The Cinnamon cassia, Cinnamomum cassia, came over the Indian ocean to S Arabia, and so up by caravan to Pal. There is some argument as to whether this cassia is the same as the cinnamon mentioned in Song of Solomon and Revelation 18:13.

There is much to be said, however, for tr. the cassia in Psalm 45:8 as orrisroot, prob. coming from India, known by the Lat. name, Saussurea lappa. It grows like a thistle about five ft. tall, and is a well-rooted perennial. This produces a well-known incense used even today in the temples of India. The roots which produce the perfume are found in great numbers in the mountains of Kashmir.
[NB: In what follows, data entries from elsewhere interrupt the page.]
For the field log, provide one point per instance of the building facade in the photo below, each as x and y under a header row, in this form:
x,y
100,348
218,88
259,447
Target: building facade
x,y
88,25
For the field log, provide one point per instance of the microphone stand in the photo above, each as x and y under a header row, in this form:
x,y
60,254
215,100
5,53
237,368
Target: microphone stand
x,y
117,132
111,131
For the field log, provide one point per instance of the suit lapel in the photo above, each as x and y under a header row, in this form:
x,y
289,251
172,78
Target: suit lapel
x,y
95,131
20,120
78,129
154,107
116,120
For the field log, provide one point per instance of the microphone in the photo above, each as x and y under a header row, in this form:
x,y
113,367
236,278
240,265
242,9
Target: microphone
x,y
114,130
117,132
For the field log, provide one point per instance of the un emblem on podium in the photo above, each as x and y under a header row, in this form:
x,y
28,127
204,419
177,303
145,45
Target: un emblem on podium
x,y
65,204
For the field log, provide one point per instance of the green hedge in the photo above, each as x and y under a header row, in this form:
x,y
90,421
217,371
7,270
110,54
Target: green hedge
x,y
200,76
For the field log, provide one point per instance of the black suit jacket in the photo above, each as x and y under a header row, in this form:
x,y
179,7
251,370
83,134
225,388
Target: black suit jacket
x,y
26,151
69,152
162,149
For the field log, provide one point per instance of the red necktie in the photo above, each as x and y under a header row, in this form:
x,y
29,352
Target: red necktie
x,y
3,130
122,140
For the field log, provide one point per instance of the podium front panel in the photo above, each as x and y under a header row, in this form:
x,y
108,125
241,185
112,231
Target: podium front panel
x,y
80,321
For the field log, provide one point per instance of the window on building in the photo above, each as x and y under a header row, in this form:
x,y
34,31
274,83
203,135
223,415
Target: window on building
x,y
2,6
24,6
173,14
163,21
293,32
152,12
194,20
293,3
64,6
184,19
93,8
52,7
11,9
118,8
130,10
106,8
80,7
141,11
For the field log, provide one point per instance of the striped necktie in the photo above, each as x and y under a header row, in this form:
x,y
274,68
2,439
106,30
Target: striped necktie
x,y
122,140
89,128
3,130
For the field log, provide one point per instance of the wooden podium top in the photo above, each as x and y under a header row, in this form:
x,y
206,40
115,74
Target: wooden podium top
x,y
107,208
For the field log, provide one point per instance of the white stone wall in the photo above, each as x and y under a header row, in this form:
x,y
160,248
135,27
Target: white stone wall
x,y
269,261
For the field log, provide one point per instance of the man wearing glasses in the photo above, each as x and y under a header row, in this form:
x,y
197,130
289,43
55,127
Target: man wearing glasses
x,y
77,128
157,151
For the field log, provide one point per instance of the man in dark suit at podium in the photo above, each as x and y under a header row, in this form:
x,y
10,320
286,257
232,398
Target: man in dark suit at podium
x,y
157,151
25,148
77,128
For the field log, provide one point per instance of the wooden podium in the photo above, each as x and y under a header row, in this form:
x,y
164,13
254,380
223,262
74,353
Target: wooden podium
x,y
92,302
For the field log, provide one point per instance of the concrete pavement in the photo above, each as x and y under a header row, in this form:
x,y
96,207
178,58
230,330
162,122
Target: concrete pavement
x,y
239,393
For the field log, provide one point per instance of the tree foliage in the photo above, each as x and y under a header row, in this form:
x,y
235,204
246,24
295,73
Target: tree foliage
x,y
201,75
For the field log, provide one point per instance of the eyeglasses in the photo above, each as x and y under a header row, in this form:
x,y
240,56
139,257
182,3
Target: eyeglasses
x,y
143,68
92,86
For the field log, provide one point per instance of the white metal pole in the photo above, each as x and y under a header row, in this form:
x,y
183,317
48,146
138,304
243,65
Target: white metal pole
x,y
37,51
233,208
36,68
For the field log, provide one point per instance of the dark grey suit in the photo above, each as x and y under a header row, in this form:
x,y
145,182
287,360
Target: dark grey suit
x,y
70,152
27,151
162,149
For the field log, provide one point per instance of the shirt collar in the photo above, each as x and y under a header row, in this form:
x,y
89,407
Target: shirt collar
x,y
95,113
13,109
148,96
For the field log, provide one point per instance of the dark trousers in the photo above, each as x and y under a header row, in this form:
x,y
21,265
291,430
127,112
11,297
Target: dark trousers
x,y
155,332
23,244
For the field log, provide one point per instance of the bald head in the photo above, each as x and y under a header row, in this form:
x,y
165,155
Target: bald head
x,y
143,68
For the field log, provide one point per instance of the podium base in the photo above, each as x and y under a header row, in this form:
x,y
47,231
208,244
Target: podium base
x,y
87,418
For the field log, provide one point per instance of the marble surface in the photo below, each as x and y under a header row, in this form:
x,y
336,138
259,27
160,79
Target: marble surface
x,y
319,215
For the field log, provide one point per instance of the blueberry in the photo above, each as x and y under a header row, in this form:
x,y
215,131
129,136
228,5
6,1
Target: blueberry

At least one tr.—Moffatt—has rendered the passage in Psalm 45:8 “fragrant are your robes with Orris, Myrrh and Aloes.”

The fragrant, powdered roots would be imported in the same way as the Cinnamon cassia (q.v.). See also Spice.

International Standard Bible Encyclopedia (1915)

kash’-a: Two Hebrew words,

(1) qiddah, which is mentioned, along with myrrh, cinnamon, calamus and olive oil, as one of the ingredients of the "holy anointing oil" (Ex 30:24); it was, too, one of the wares in which Vedan and Javan traded with Tyre (Eze 27:19); it is identified in the Peshitta and the Targum with (2).

(2) qetsi`oth (plural only, probably referring to the strips of bark), a word from which is derived the Greek kasia, and hence, cassia (Ps 45:8).

It is probable that both (1) and (2) refer to Cassia lignea, the inner bark of Cinnamomum cassia, a plant growing in eastern Asia closely allied to that which yields the cinnamon of commerce. It is a fragrant, aromatic bark and was probably used in a powdered form. Both as an ingredient in unguents and as one of the perfumes at funerals, cassia, like cinnamon, was much used by the Romans. The cassia of Scripture must be clearly distinguished from the entirely distinct Cassia lanceolata and C. obovata which yield the familiar senna. The proper name KEZIAH (which see) is the singular form of ketsi`oth.